Applying these standards, the Court concluded EchoStar was at least grossly negligent:
The destruction of e-mails during the critical time when the parties' business relationship was unquestionably deteriorating reflects, at best, gross negligence. Further, the destruction of e-mails after litigation had been commenced, when EchoStar was unquestionably on notice of its duty to preserve, was grossly negligent, if not intentional.
Because EchoStar acted in bad faith or with gross negligence, the Court relieved Voom of any obligation to prove the relevance of deleted e-mails (although it also found the handful of e-mails which had been recovered "highly relevant" and permitted the inference that the destroyed e-mails would have been similarly relevant). Finally, the First Department found that Voom was prejudiced, as EchoStar deprived Voom of internal communications during the critical time when EchoStar was searching for ways to terminate its contract with Voom.

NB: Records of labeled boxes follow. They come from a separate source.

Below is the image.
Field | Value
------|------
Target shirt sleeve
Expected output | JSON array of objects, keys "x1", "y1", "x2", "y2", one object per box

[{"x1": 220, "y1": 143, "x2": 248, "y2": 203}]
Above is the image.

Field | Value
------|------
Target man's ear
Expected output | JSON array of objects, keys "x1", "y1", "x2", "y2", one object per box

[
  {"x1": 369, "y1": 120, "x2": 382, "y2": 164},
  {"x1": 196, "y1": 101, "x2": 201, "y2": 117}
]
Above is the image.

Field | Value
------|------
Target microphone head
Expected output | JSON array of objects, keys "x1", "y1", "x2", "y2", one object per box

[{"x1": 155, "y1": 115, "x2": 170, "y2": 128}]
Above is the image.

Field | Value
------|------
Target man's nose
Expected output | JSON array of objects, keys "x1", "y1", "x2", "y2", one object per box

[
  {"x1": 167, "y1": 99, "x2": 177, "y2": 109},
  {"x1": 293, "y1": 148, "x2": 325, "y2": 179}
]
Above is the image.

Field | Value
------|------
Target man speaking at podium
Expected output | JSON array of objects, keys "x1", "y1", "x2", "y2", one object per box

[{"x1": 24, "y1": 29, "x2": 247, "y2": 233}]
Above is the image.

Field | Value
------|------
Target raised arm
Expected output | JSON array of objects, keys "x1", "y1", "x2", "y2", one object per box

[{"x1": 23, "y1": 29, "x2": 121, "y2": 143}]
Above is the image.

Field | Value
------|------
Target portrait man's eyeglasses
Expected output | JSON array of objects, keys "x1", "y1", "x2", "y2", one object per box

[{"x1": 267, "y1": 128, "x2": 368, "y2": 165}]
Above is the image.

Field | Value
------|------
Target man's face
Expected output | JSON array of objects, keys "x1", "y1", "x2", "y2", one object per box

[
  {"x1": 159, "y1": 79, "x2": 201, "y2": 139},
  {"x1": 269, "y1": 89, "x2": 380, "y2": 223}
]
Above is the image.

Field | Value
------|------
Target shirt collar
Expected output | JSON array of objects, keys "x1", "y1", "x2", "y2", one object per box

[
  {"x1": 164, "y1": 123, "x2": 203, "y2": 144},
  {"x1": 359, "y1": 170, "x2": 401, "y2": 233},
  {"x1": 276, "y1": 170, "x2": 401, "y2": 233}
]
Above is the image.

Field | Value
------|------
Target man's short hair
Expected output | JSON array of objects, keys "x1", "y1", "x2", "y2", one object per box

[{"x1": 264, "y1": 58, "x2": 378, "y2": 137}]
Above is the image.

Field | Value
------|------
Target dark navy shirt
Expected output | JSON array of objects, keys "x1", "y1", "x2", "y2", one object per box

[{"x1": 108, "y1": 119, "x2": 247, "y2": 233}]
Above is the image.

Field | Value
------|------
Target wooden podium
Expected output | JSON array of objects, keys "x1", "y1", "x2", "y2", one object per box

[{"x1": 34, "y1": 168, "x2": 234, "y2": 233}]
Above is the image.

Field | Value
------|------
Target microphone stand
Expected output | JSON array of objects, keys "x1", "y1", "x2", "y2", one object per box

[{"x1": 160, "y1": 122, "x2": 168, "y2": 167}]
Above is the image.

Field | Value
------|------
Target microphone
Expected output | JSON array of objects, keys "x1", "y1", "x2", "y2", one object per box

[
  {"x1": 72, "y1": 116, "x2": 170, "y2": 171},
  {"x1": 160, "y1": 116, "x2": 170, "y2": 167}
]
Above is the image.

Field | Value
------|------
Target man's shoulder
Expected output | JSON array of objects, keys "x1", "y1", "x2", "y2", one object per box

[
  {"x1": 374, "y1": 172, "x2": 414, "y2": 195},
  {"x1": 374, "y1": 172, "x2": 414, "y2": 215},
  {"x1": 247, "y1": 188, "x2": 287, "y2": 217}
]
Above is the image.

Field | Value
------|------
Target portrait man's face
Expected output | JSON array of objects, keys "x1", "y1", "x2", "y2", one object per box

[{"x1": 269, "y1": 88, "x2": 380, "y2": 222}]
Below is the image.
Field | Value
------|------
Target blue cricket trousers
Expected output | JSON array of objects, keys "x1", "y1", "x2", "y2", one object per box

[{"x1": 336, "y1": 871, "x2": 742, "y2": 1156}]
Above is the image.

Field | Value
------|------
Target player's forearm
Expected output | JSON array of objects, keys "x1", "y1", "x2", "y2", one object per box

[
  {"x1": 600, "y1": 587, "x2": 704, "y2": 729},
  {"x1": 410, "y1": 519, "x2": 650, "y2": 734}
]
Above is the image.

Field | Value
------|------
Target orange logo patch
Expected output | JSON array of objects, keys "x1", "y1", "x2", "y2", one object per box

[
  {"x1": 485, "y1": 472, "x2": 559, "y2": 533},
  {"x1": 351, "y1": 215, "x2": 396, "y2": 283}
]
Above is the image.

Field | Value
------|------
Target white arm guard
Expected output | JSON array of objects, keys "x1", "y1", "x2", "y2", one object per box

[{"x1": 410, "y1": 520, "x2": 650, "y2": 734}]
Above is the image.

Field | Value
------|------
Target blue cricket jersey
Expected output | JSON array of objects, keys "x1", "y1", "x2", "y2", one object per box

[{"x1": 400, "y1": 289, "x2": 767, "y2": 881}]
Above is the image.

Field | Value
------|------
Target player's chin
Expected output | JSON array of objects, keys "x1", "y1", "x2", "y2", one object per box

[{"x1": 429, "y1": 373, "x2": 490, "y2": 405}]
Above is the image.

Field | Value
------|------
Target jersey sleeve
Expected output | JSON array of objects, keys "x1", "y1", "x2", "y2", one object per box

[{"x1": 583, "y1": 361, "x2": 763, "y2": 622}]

The First Department's ruling has a number of important implications for parties involved in preservation disputes. First, the decision states that under New York law, a party is obligated to preserve relevant evidence when it "reasonably anticipates litigation." Actual litigation or notice of a specific claim is not required — when a party is on notice of a credible probability that it will become involved in litigation, the duty to preserve attaches. Second, parties act at their peril if they rely on non-attorney employees to properly institute litigation holds or fail to take measures to suspend automated systems whose operation could lead to the destruction of relevant evidence. An appropriate litigation hold requires oversight and management from experienced counsel and IT specialists to ensure relevant evidence is preserved. Finally, the decision provides guidance as to the factors New York state courts will consider in determining whether spoliation rises to the level of bad faith or gross negligence, and it reinforces prior cases holding that relevance may be presumed on a finding of bad faith or grossly negligent spoliation.
1 --- N.Y.S.2d ----, 2012 WL 265833 (N.Y.A.D. 1 Dept.), 2012 N.Y. Slip Op. 00658.
2 220 F.R.D. 212 (S.D.N.Y. 2003).
3 Id. at 218.
4 Pension Comm. of the Univ. of Montreal Pension Plan v. Banc of Am. Sec., LLC., 685 F. Supp.2d 456 (S.D.N.Y. 2010).